Элен Каррер д’Анкосс - Александр II. Весна России
Данный факт свидетельствовал не в пользу полицейского ведомства Российской империи, не говоря уже о том, что произошло позднее: имеется в виду вхождение в контакт с заговорщиками Нечаева. В описываемый период тот находился в заключении в Петропавловской крепости и, обворожив тюремных стражников самыми невероятными словесными уловками, смог выйти на связь с представителями революционного движения и потребовал организовать его побег. Послание достигло ушей «землекопов» удачи, которые, неизменно собираясь у стены, отделявшей их от квартиры Достоевского, бурно обсуждали способы, при помощи которых можно было успешно провернуть сразу два дела. В результате арестов строй революционеров поредел, подготовка покушения требовала людей для рытья подкопа, наблюдения за прилегавшими к нему территориями, продолжения слежки за передвижениями императора и уточнения его маршрутов. Нечаеву было направлено сообщение о деталях сложившейся ситуации и вызвавшее его немедленную реакцию: «Убейте царя и забудьте пока обо мне!» Что и было сделано. Однако Нечаев, беспринципность которого отдалила от него революционеров, в данном случае обрел ореол мученика…

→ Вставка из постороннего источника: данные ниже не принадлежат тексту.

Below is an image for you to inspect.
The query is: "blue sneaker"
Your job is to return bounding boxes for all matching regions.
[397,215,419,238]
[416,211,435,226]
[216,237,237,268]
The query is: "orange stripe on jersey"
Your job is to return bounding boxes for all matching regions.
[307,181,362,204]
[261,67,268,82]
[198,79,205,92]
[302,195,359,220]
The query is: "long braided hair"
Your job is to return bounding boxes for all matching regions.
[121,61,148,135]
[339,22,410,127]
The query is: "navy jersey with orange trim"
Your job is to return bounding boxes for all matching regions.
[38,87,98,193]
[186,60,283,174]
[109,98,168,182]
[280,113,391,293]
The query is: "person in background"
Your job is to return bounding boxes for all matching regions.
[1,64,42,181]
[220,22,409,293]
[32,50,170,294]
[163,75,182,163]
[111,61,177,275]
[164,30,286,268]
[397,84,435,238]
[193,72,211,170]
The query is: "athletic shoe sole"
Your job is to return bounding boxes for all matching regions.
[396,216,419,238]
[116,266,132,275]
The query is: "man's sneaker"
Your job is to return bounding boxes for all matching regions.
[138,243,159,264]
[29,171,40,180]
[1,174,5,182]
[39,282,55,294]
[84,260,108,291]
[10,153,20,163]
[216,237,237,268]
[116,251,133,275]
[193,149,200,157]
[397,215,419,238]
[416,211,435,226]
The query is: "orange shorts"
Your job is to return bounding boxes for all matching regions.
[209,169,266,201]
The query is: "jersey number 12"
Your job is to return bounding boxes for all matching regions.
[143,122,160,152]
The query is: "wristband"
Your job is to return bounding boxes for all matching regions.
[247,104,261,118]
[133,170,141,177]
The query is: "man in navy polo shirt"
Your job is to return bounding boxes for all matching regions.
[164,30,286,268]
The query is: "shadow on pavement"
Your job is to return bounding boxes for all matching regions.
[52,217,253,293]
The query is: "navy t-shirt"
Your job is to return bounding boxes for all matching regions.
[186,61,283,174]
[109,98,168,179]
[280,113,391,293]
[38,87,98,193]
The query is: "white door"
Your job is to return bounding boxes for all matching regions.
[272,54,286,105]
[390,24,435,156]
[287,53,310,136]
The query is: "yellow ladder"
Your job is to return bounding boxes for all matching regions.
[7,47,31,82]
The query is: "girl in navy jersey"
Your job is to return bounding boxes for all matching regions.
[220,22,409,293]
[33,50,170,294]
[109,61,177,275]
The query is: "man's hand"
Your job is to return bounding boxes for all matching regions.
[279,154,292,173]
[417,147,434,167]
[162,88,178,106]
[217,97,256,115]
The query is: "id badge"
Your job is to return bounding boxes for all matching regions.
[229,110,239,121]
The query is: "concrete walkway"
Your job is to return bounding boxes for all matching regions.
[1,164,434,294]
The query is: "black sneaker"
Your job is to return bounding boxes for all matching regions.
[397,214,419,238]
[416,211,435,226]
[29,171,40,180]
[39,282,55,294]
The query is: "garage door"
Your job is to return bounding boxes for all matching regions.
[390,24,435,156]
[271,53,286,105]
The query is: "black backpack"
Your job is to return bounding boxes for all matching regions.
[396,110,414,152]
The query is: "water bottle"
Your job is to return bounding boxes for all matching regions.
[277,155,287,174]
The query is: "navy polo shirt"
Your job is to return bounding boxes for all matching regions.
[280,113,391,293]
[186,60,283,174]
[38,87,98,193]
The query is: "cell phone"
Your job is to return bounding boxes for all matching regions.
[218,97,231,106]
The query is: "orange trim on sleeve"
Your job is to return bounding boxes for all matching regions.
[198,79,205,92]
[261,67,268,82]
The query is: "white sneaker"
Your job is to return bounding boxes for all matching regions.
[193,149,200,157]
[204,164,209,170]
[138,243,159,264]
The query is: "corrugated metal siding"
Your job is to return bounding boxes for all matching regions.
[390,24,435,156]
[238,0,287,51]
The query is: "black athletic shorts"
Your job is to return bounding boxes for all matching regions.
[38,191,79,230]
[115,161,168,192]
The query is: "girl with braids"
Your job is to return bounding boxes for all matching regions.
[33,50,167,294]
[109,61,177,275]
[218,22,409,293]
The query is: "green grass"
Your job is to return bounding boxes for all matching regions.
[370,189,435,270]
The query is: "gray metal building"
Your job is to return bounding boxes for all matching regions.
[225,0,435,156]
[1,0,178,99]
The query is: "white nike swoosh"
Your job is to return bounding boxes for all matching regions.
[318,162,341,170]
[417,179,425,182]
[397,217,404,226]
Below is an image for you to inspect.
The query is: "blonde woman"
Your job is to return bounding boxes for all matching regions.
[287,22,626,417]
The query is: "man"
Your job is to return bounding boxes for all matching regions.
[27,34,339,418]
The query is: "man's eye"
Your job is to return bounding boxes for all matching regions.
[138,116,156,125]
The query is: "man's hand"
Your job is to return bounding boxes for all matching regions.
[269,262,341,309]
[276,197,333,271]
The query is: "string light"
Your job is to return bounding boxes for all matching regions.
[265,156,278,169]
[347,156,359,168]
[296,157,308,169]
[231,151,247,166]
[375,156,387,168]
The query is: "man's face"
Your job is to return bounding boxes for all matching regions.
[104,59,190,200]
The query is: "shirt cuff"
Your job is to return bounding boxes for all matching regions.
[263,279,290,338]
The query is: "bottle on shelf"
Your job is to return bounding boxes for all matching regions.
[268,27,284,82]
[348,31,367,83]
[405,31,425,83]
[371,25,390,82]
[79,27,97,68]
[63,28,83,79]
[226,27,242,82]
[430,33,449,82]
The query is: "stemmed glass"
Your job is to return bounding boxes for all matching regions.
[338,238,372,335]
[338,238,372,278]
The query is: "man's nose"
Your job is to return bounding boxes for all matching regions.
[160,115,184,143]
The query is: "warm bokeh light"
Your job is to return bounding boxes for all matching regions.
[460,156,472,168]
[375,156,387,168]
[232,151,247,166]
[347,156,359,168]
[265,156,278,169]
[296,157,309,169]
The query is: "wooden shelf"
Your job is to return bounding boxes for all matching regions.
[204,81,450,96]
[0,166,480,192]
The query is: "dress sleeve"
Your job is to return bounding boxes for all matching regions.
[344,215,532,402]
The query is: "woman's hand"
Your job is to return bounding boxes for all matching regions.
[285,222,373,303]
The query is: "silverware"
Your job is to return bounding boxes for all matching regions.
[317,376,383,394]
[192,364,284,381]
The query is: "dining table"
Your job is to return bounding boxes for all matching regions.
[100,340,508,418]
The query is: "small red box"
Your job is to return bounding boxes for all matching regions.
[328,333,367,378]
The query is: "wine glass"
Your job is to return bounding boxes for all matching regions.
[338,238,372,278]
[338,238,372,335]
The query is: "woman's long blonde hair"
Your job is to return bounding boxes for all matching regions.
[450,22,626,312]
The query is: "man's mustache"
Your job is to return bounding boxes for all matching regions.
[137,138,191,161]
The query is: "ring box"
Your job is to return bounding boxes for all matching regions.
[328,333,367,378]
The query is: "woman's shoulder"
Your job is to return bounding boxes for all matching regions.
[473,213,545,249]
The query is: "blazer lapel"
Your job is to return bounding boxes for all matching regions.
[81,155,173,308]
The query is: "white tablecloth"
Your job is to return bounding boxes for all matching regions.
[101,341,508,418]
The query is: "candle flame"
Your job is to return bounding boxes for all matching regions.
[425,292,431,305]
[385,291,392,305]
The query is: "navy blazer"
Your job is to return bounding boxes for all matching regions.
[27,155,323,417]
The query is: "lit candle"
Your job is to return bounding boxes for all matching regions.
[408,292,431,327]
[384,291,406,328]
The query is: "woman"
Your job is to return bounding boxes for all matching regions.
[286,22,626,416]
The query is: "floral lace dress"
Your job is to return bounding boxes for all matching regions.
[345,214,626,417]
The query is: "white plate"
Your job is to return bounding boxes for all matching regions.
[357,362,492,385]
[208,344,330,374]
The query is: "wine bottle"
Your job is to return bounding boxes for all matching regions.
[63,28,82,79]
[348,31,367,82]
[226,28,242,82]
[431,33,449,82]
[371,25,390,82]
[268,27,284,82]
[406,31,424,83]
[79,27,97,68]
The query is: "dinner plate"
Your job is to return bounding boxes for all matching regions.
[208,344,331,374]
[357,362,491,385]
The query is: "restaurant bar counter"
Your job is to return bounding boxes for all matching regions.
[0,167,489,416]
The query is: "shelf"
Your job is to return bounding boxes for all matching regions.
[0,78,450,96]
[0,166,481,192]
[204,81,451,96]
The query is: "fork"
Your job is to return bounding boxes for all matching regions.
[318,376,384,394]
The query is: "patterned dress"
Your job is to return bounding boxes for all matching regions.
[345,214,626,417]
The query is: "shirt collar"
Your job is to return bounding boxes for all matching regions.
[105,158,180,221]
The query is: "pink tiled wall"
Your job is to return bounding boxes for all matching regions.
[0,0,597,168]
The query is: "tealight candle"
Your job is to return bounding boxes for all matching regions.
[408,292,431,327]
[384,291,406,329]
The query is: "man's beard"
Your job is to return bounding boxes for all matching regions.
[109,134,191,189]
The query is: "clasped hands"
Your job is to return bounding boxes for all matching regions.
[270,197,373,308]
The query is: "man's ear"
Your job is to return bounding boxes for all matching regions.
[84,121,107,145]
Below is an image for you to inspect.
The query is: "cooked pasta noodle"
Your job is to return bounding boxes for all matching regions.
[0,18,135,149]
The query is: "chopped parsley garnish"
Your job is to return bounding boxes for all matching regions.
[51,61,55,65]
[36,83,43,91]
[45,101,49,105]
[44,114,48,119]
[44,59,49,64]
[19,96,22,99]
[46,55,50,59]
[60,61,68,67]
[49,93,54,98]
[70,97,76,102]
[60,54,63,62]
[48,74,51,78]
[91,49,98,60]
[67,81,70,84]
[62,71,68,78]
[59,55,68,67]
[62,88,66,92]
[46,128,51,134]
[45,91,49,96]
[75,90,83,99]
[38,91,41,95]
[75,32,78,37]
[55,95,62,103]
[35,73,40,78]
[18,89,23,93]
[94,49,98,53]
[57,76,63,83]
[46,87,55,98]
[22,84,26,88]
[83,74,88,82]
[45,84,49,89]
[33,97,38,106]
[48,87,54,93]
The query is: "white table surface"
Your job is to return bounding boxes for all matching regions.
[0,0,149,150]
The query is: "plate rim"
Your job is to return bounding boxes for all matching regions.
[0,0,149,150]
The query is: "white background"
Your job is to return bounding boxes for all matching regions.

Случившийся 27 февраля арест Желябова, который в тот момент вел неторопливую беседу со своим товарищем Тригони, явился катастрофой. После ареста Михайлова он, взявший на себя функции идейного вдохновителя покушения, в свою очередь оказался не у дел. Не следовало ли опасаться того, как бы в распоряжении полиции не оказались сведения, достаточные для того, чтобы предотвратить покушение? Лорис-Меликов лично доложил императору об этих арестах, после чего Александр отмечал с оптимизмом в своем дневнике 28 февраля: «Три важных ареста, в том числе Желябова».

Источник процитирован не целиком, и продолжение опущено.